Can shale-gas methane emissions be reduced? Clearly yes, and proposed EPA regulations to require capture of gas at the time of well completions are an important step. Regulations are necessary to accomplish emission reductions, as economic considerations alone have not driven such reductions (EPA 2011b). And it may be extremely expensive to reduce leakage associated with aging infrastructure, particularly distribution pipelines in cities but also long-distance transmission pipelines, which are on average more than 50 years old in the U.S. Should society invest massive capital in such improvements for a bridge fuel that is to be used for only 20 to 30 years, or would the capital be better spent on constructing a smart electric grid and other technologies that move towards a truly green energy future?

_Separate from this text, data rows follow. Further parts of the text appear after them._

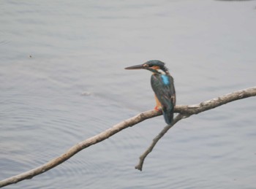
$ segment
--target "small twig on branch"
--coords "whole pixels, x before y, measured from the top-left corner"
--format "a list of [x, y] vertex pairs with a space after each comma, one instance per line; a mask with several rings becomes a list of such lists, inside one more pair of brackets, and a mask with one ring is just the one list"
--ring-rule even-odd
[[[236, 91], [230, 94], [224, 95], [222, 96], [220, 96], [219, 98], [213, 99], [209, 101], [206, 101], [204, 102], [202, 102], [198, 104], [195, 105], [177, 105], [175, 107], [174, 112], [176, 113], [180, 113], [180, 117], [181, 119], [183, 118], [183, 116], [187, 117], [194, 114], [198, 114], [201, 112], [213, 109], [217, 107], [219, 107], [222, 104], [227, 104], [228, 102], [245, 99], [250, 96], [256, 96], [256, 87], [244, 89], [242, 90]], [[11, 177], [10, 178], [3, 180], [0, 181], [0, 188], [4, 187], [6, 185], [9, 185], [13, 183], [18, 182], [21, 180], [26, 180], [26, 179], [31, 179], [33, 177], [40, 174], [42, 173], [44, 173], [53, 167], [62, 163], [63, 162], [66, 161], [69, 158], [70, 158], [72, 156], [80, 152], [80, 150], [89, 147], [89, 146], [92, 144], [95, 144], [97, 143], [99, 143], [111, 136], [114, 135], [115, 134], [121, 131], [121, 130], [127, 128], [128, 127], [133, 126], [134, 125], [136, 125], [139, 123], [140, 122], [143, 121], [144, 120], [149, 119], [156, 116], [159, 116], [162, 115], [162, 112], [157, 110], [150, 110], [147, 111], [143, 113], [140, 113], [132, 118], [127, 119], [124, 121], [122, 121], [115, 126], [113, 126], [112, 128], [97, 134], [94, 136], [92, 136], [88, 139], [86, 139], [84, 141], [82, 141], [79, 142], [78, 144], [74, 145], [69, 150], [68, 150], [65, 153], [61, 155], [60, 156], [48, 161], [48, 163], [45, 163], [44, 165], [42, 165], [40, 166], [38, 166], [34, 169], [31, 169], [30, 171], [28, 171], [26, 172], [18, 174], [16, 176]], [[176, 121], [178, 120], [178, 117], [176, 118]], [[173, 124], [173, 126], [174, 124]], [[171, 126], [169, 126], [170, 128]], [[170, 128], [168, 127], [166, 128], [166, 129], [164, 129], [162, 133], [165, 134], [165, 133]], [[166, 131], [165, 131], [166, 130]], [[162, 132], [161, 132], [162, 133]], [[160, 136], [160, 134], [159, 134]], [[158, 139], [156, 139], [156, 144], [157, 141], [160, 139], [159, 137]], [[154, 146], [155, 144], [154, 144]], [[154, 147], [152, 147], [152, 149]], [[151, 149], [151, 150], [152, 150]], [[150, 153], [150, 152], [149, 152]], [[146, 158], [146, 157], [145, 157]], [[141, 165], [142, 169], [142, 165]]]
[[135, 169], [142, 171], [142, 167], [143, 166], [144, 160], [147, 157], [147, 155], [152, 152], [153, 148], [157, 144], [157, 142], [166, 134], [166, 132], [171, 128], [175, 123], [176, 123], [178, 121], [181, 120], [183, 117], [187, 117], [187, 116], [184, 116], [181, 114], [178, 114], [172, 123], [170, 125], [166, 126], [164, 129], [162, 130], [162, 131], [153, 139], [151, 144], [148, 147], [148, 149], [140, 156], [140, 161], [139, 163], [135, 166]]

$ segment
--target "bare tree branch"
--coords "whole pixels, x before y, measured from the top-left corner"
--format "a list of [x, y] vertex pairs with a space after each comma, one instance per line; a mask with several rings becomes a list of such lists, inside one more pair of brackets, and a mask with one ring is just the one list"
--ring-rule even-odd
[[[236, 91], [232, 93], [229, 93], [227, 95], [224, 95], [222, 96], [213, 99], [211, 100], [206, 101], [198, 104], [186, 105], [186, 106], [177, 105], [175, 107], [174, 112], [180, 114], [176, 117], [175, 120], [173, 120], [173, 123], [172, 124], [172, 126], [173, 126], [175, 123], [184, 118], [184, 117], [188, 117], [194, 114], [198, 114], [201, 112], [219, 107], [221, 105], [223, 105], [225, 104], [227, 104], [233, 101], [245, 99], [250, 96], [256, 96], [256, 87], [250, 88], [242, 90]], [[121, 131], [124, 128], [133, 126], [134, 125], [136, 125], [140, 122], [143, 121], [144, 120], [149, 119], [156, 116], [159, 116], [160, 115], [162, 115], [162, 112], [159, 111], [149, 110], [149, 111], [140, 113], [132, 118], [122, 121], [113, 126], [112, 128], [97, 135], [95, 135], [94, 136], [92, 136], [89, 139], [87, 139], [84, 141], [82, 141], [78, 143], [77, 144], [72, 147], [69, 150], [68, 150], [65, 153], [61, 155], [60, 156], [48, 161], [48, 163], [40, 166], [38, 166], [30, 171], [23, 172], [22, 174], [20, 174], [0, 181], [0, 187], [4, 187], [8, 185], [16, 183], [23, 180], [31, 179], [33, 177], [40, 174], [42, 173], [44, 173], [53, 169], [53, 167], [62, 163], [63, 162], [66, 161], [67, 160], [70, 158], [72, 156], [73, 156], [80, 150], [86, 147], [89, 147], [92, 144], [99, 143], [110, 137], [111, 136], [114, 135], [115, 134]], [[162, 136], [165, 134], [165, 133], [167, 132], [167, 131], [170, 128], [171, 128], [171, 126], [167, 126], [166, 128], [165, 128], [165, 129], [161, 132], [162, 133]], [[162, 137], [160, 136], [161, 136], [161, 134], [159, 134], [159, 138], [158, 139], [156, 139], [155, 144], [157, 144], [157, 141]], [[151, 150], [152, 150], [155, 144], [153, 145]], [[149, 151], [149, 153], [151, 151]], [[148, 154], [149, 153], [148, 153]], [[142, 165], [141, 165], [141, 169], [142, 169]]]

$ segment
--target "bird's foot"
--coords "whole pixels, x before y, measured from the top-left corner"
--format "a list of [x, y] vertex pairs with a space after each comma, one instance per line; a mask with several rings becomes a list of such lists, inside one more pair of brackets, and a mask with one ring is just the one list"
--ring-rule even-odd
[[157, 110], [157, 111], [161, 111], [161, 108], [160, 107], [158, 107], [157, 106], [156, 106], [154, 107], [154, 109]]

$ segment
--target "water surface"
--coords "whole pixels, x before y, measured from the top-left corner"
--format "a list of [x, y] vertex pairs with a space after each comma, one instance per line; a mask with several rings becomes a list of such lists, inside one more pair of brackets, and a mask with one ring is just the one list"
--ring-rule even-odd
[[[150, 73], [166, 62], [178, 104], [255, 85], [254, 1], [0, 3], [0, 179], [154, 107]], [[146, 120], [7, 188], [253, 188], [256, 102], [249, 98], [165, 126]]]

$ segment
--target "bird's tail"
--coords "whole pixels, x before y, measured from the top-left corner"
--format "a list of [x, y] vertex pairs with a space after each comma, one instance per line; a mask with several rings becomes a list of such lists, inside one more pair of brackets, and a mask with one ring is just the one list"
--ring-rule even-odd
[[163, 109], [162, 114], [164, 115], [165, 120], [167, 124], [170, 125], [173, 120], [173, 110], [174, 108]]

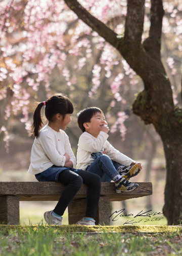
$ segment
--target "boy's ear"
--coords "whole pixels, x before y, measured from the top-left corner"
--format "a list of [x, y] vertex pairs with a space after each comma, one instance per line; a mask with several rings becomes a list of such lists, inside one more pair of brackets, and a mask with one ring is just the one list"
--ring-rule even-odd
[[83, 125], [85, 129], [88, 129], [89, 128], [89, 126], [88, 123], [84, 123]]

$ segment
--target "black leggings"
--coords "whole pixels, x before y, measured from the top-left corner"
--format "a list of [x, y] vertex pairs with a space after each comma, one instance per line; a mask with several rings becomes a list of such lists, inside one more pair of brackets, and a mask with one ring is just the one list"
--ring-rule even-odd
[[77, 173], [64, 170], [59, 175], [59, 181], [67, 185], [64, 190], [54, 211], [62, 215], [69, 203], [83, 183], [88, 187], [85, 216], [94, 218], [101, 192], [101, 179], [95, 173], [80, 170]]

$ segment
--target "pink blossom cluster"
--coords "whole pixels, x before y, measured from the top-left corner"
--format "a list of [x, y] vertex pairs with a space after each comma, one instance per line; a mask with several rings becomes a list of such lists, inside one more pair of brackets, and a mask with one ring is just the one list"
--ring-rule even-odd
[[115, 132], [117, 130], [119, 129], [120, 135], [124, 139], [126, 133], [126, 128], [124, 123], [127, 118], [128, 118], [128, 116], [125, 114], [125, 112], [118, 112], [117, 119], [114, 124], [111, 126], [110, 132], [111, 133]]
[[[117, 33], [123, 34], [124, 19], [121, 19], [120, 24], [110, 21], [119, 15], [124, 18], [126, 0], [79, 2]], [[170, 1], [164, 0], [163, 4], [166, 12], [163, 33], [173, 34], [176, 47], [182, 51], [182, 4], [178, 3], [177, 7]], [[145, 7], [150, 8], [149, 0], [145, 1]], [[119, 61], [121, 56], [115, 49], [78, 20], [64, 0], [2, 0], [0, 13], [0, 100], [5, 102], [10, 90], [11, 93], [11, 100], [4, 109], [5, 120], [12, 114], [21, 112], [21, 121], [28, 129], [30, 95], [36, 97], [40, 84], [44, 85], [48, 95], [50, 93], [50, 77], [55, 67], [70, 91], [77, 83], [78, 74], [83, 76], [85, 70], [90, 70], [92, 88], [89, 97], [97, 94], [102, 79], [106, 78], [113, 94], [111, 106], [114, 106], [115, 100], [125, 103], [121, 96], [124, 78], [129, 79], [128, 86], [137, 85], [138, 79], [126, 61]], [[147, 33], [150, 25], [148, 17], [145, 20]], [[99, 52], [101, 57], [96, 60], [96, 53]], [[168, 56], [167, 62], [172, 75], [177, 72], [175, 61], [172, 57]], [[117, 127], [124, 134], [123, 124], [126, 117], [119, 113], [112, 130]]]

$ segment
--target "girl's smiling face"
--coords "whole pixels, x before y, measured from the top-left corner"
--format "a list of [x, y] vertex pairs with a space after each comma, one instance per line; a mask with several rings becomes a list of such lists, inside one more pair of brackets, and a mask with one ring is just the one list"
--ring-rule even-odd
[[63, 131], [66, 130], [68, 124], [71, 121], [71, 114], [66, 114], [64, 120], [61, 120], [60, 129], [63, 130]]

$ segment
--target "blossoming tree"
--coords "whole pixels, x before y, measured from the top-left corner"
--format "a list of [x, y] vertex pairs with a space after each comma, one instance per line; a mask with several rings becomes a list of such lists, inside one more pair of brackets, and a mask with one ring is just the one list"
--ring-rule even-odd
[[[56, 66], [71, 92], [78, 72], [94, 59], [94, 45], [101, 53], [90, 65], [89, 97], [100, 87], [103, 70], [118, 101], [122, 100], [120, 88], [124, 75], [129, 74], [134, 86], [134, 70], [143, 82], [132, 109], [145, 124], [154, 125], [162, 140], [167, 168], [164, 214], [169, 224], [177, 224], [182, 212], [182, 110], [172, 93], [174, 59], [166, 58], [165, 67], [173, 70], [169, 80], [161, 61], [161, 42], [163, 25], [173, 31], [175, 51], [181, 52], [182, 7], [177, 1], [164, 0], [163, 4], [162, 0], [1, 1], [0, 129], [2, 137], [7, 137], [9, 118], [20, 110], [28, 129], [30, 101], [42, 82], [49, 94], [49, 75]], [[169, 14], [163, 19], [164, 7]], [[150, 15], [145, 16], [147, 9]], [[147, 36], [146, 26], [150, 28]], [[77, 62], [70, 67], [67, 61], [71, 56]], [[121, 64], [124, 72], [118, 68], [111, 76], [113, 67]], [[121, 113], [117, 122], [124, 119]]]

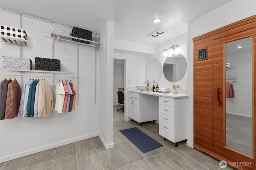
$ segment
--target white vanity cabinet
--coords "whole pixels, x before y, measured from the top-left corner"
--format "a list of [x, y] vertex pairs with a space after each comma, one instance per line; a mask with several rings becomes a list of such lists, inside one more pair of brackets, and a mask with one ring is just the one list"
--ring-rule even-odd
[[158, 96], [130, 92], [128, 96], [129, 117], [140, 123], [158, 119]]
[[159, 97], [159, 135], [176, 143], [186, 139], [187, 98]]

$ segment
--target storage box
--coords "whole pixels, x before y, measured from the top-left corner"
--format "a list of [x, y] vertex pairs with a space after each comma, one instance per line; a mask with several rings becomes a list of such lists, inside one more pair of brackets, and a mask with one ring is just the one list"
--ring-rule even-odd
[[24, 29], [1, 25], [1, 35], [6, 37], [27, 39], [27, 33]]
[[62, 25], [52, 23], [51, 24], [51, 32], [58, 34], [65, 35], [70, 35], [70, 29], [69, 27]]
[[[87, 39], [92, 41], [92, 32], [90, 31], [87, 30], [77, 27], [74, 27], [72, 29], [72, 36], [77, 37], [78, 38], [82, 38], [83, 39]], [[72, 40], [73, 41], [76, 41], [75, 39]], [[90, 44], [90, 42], [86, 41], [81, 40], [78, 41], [80, 43], [84, 43], [85, 44]]]
[[231, 66], [231, 63], [229, 62], [228, 61], [226, 62], [226, 67], [230, 67]]
[[3, 68], [19, 70], [32, 70], [32, 61], [30, 59], [3, 56]]
[[60, 71], [60, 60], [56, 59], [35, 57], [35, 69]]

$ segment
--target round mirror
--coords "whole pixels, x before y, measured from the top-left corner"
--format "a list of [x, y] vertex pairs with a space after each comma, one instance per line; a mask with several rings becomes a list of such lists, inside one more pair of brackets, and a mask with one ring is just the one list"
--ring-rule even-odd
[[187, 61], [181, 54], [166, 58], [163, 66], [165, 78], [171, 82], [176, 82], [181, 80], [186, 70]]
[[147, 76], [148, 81], [153, 82], [157, 82], [162, 74], [162, 66], [160, 62], [157, 59], [153, 59], [149, 62], [147, 66]]

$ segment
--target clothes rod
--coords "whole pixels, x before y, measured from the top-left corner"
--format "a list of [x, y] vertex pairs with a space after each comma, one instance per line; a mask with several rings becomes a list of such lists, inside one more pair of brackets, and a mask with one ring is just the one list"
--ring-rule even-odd
[[51, 76], [51, 75], [32, 75], [32, 74], [0, 74], [0, 75], [1, 76], [30, 76], [33, 77], [66, 77], [66, 78], [76, 78], [76, 77], [74, 76]]

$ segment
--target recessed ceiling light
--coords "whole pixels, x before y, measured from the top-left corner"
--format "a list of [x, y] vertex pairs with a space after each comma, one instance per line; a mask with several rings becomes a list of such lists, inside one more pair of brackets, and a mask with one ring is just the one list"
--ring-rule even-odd
[[161, 22], [163, 20], [163, 19], [161, 18], [153, 18], [151, 21], [152, 22], [154, 23], [158, 23], [158, 22]]

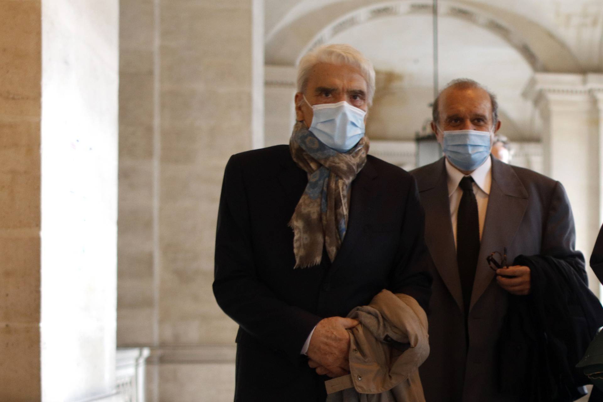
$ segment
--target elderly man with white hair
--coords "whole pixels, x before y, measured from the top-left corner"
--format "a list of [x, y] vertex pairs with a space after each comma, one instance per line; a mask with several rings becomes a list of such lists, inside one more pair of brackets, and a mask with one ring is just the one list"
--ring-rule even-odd
[[384, 289], [423, 308], [431, 295], [415, 181], [367, 155], [372, 64], [321, 46], [297, 84], [289, 145], [234, 155], [224, 174], [213, 292], [239, 325], [236, 401], [324, 401], [325, 380], [349, 372], [350, 310]]

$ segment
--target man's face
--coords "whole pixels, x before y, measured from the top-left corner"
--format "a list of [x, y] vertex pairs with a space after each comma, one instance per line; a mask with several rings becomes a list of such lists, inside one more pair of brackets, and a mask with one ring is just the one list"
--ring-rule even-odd
[[[438, 107], [439, 129], [433, 122], [431, 128], [440, 144], [444, 141], [443, 131], [489, 131], [492, 129], [492, 103], [488, 92], [481, 88], [449, 88], [440, 95]], [[493, 130], [493, 136], [500, 127], [499, 121]]]
[[[296, 119], [304, 121], [308, 127], [312, 125], [314, 113], [304, 101], [304, 95], [311, 105], [346, 101], [366, 111], [367, 89], [367, 81], [358, 69], [347, 64], [320, 63], [310, 72], [306, 92], [295, 94]], [[365, 122], [366, 118], [365, 116]]]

We believe the preponderance of evidence indicates shale gas has a larger GHG footprint than conventional gas, considered over any time scale. The GHG footprint of shale gas also exceeds that of oil or coal when considered at decadal time scales, no matter how the gas is used (Howarth et al. 2011; Hughes 2011a, b; Wigley et al. 2011). Considered over the century scale, and when used to generate electricity, many studies conclude that shale gas has a smaller GHG footprint than coal (Wigley 2011; Hughes 2011b; Hultman et al. 2011), although some of these studies biased their result by using a low estimate for GWP and/or low estimates for methane emission (Jiang et al. 2011; Skone et al. 2011; Burnham et al. 2011). However, the GHG footprint of shale gas is similar to that of oil or coal at the century time scale, when used for other than electricity generation. We stand by the conclusion of Howarth et al. (2011): “The large GHG footprint of shale gas undercuts the logic of its use as a bridging fuel over coming decades, if the goal is to reduce global warming.”
We thank Terry Chapin, Chris Costello, Jon Foley, David Hughes, Amy Mall, Roxanne Marino, Nathan Phillips, and Drew Shindell for comments and advice. Funding was provided by the Park Foundation and endowments given by David. R. Atkinson and Dwight C. Baum to Cornell University. The authors have no financial conflict of interests.